Depends on what you need the internet for:
-1-5 Mbps for email and web browsing.
-15-25 Mbps for streaming HD video.
-40-100 Mbps for streaming 4K video and light online gaming.
-200+ Mbps for streaming 4K video, online gaming, and downloading large files.
Which has lower/higher bandwidth among these: Bluetooth, WiFi, Ethernet?
Lowest = Bluetooth at ~24 Mbps
Middle = WiFi at ~600 Mbps
Highest = Ethernet at ~1000 Mbps
TCP (Transmission Control Protocol)
provides reliable, ordered, and error-checked delivery of a stream of packets on the internet.
Breaks down data and puts it back together
IP (Internet Protocol)
routes the data, does addresses; envelopes, addresses, and sends packets. Receives and makes sure it gets all packets.
The TCP/IP protocol is the...
foundation of the Internet
What is the network protocol for the Web?
HTTP (Hypertext Transfer Protocol)
Internet
A collection of computers around the world that agree to speak the same "language"
Intranet
designed to be open AND secure, internal networks that use Internet technologies and are accessible through web browsers.
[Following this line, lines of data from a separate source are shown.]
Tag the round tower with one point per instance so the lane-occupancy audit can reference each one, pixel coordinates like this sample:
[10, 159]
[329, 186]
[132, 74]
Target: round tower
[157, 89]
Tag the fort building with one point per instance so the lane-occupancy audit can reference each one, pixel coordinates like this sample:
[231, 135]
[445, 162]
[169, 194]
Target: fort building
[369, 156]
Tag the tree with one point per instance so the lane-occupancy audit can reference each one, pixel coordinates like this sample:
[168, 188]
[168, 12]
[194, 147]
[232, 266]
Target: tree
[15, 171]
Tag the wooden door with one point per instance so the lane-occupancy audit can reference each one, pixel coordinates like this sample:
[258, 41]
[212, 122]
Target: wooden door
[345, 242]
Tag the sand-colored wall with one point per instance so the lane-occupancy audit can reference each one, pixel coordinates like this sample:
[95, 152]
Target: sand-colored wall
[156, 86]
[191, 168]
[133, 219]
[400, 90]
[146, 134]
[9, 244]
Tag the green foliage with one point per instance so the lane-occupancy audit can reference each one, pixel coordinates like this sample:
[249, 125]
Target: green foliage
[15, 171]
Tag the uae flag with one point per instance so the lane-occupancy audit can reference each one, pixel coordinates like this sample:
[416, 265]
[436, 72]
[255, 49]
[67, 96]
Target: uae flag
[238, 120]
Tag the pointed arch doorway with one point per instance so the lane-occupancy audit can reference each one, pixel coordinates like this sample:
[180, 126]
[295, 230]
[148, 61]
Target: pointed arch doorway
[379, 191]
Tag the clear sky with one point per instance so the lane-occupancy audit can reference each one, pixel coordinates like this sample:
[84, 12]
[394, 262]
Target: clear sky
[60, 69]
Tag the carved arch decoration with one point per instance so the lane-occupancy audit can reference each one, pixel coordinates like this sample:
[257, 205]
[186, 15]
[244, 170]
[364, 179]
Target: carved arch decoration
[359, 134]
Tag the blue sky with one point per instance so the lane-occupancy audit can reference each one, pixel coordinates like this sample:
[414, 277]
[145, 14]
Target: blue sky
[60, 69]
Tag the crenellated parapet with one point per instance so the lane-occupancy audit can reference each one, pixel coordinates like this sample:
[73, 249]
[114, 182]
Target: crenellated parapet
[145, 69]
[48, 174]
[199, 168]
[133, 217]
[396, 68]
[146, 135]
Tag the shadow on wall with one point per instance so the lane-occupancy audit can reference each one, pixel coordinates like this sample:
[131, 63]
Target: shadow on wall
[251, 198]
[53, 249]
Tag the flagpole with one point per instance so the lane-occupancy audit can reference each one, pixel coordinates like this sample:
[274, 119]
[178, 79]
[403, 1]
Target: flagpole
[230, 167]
Inside an organization (eg employees, campus community).
Typically, behind a firewall that protects it from outside evildoers.
Extranet
connect some of a company's resources with external organizations such as customers, suppliers and consultants.
Typically create a Virtual Private Network (VPN) using Internet as its backbones and relying on firewalls for security.
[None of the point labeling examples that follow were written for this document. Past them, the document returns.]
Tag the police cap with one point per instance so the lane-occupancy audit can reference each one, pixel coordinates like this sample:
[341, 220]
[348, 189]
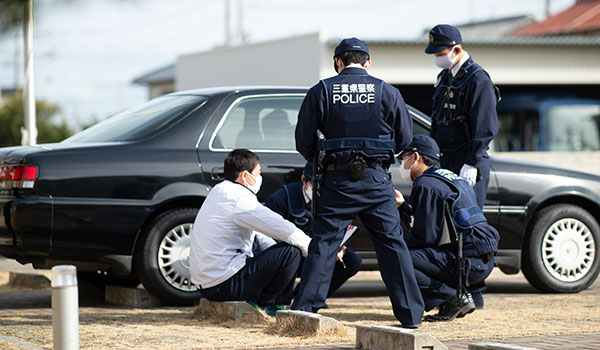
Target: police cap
[351, 44]
[308, 171]
[424, 145]
[443, 36]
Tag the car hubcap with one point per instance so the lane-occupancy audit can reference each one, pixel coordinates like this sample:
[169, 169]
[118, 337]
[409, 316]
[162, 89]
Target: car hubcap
[174, 258]
[568, 250]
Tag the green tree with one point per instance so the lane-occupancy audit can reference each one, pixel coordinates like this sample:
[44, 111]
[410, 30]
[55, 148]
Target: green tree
[12, 119]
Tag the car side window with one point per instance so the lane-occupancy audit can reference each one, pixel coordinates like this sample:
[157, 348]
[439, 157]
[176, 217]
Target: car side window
[260, 123]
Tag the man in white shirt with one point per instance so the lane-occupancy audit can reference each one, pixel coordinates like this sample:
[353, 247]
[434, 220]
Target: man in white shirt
[221, 260]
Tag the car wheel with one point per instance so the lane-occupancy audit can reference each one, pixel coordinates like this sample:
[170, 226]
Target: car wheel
[560, 253]
[162, 257]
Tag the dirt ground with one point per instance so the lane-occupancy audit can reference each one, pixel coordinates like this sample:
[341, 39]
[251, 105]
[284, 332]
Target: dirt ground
[512, 309]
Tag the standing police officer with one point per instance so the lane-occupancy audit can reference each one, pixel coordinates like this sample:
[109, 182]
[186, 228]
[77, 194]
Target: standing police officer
[364, 121]
[464, 119]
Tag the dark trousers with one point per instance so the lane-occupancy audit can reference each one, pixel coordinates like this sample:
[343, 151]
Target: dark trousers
[454, 163]
[341, 272]
[437, 275]
[268, 278]
[373, 199]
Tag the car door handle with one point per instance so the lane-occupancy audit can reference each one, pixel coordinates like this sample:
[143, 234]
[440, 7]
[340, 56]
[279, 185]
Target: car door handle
[217, 174]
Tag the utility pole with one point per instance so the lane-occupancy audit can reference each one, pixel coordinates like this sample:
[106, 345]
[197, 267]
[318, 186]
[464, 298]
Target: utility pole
[228, 33]
[29, 133]
[17, 62]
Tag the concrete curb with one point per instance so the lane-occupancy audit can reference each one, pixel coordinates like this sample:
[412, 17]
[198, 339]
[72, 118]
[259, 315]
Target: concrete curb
[497, 346]
[376, 337]
[21, 343]
[28, 280]
[127, 296]
[235, 310]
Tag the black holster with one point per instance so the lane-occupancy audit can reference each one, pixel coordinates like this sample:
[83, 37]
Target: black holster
[356, 168]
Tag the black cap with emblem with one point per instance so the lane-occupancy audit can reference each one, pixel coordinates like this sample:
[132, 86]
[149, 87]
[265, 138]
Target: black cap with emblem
[443, 36]
[351, 44]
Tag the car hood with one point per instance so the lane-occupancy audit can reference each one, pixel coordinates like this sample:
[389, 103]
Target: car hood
[509, 165]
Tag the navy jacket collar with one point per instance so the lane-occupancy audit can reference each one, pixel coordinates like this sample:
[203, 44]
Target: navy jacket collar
[354, 71]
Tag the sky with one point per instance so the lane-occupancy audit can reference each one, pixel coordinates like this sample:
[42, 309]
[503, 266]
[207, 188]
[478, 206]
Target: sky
[88, 52]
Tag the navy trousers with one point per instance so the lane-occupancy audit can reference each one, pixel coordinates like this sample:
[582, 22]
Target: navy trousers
[341, 272]
[455, 161]
[268, 278]
[373, 199]
[437, 275]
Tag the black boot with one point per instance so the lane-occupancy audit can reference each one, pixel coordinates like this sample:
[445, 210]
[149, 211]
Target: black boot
[453, 308]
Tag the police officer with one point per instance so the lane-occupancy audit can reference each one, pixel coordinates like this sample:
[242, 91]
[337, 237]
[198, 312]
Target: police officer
[429, 240]
[464, 119]
[293, 202]
[363, 121]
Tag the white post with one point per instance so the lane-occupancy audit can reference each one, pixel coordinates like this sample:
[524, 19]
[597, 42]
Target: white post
[30, 131]
[65, 308]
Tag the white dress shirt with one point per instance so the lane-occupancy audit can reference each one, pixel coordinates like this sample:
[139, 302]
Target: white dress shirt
[224, 231]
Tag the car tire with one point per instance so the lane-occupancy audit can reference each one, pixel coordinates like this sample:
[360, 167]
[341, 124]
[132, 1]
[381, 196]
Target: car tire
[560, 253]
[161, 258]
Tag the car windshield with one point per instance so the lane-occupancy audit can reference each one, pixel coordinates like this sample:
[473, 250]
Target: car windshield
[574, 127]
[140, 122]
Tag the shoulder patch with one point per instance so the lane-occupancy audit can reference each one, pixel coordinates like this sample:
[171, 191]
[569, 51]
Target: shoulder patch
[445, 173]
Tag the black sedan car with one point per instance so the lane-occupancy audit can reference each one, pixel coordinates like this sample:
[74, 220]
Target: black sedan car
[120, 198]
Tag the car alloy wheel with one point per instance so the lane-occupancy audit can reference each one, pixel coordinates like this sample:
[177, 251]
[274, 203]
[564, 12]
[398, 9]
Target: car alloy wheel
[161, 258]
[174, 257]
[568, 249]
[560, 251]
What do we mean by "packet switching"? What is a packet? What routes do individual packets travel on the Internet?
The path of the signal is digital and is neither dedicated nor exclusive. A file is broken into smaller blocks, called packets which travel from router to router on the Internet
Circuit Switching
an older technology that was used for telephone calls. Plain old telephone service (POTS) and most wired telephone calls are transmitted, at least in part, over a dedicated circuit.
Why does the Internet use packet switching instead of circuit switching?
packet switching goes through many paths where as in circuit switching everything goes through one path so it's easier to intercept that data
Overall, packet switching is more secure
Which is a super / peer level / sub system to the others: Internet, FTP, email, web
Internet: Supersystem
FTP: Peer to Peer
Email: Peer to Peer
Web: Subsystem
Why are we talking about moving from IPv4 to IPv6? Why do we need to move to IPv6?
we are running out of IP addresses and IPv6 allows us to make longer addresses that are also more unique to accommodate more people
Who "owns" the Internet?
No one "owns" the internet; it is shared by everyone
URL (Uniform Resource Locator)
A location or address identifying where documents can be found on the Internet; a Web address
IP Address
The unique number assigned to each device on the Internet.
DNS (Domain Name System)
The Internet's system for converting alphabetic names into numeric IP addresses.
What are .com or .net. or .edu called?
top level domains
How is the Internet of Things different from just the Internet?
The Internet of Things refers to the growing network of Internet-enabled devices, while just the Internet considers networked connections among things, people, processes, and data.
What is a firewall in a network?
a security software that allows inside people to use the outside Internet, and prevents outsiders from getting in
IETF (Internet Engineering Task Force)
An organization that sets standards for how systems communicate over the Internet
Guides TCP/IP standards
W3C (World Wide Web Consortium)
The organization responsible for managing standards for the WWW.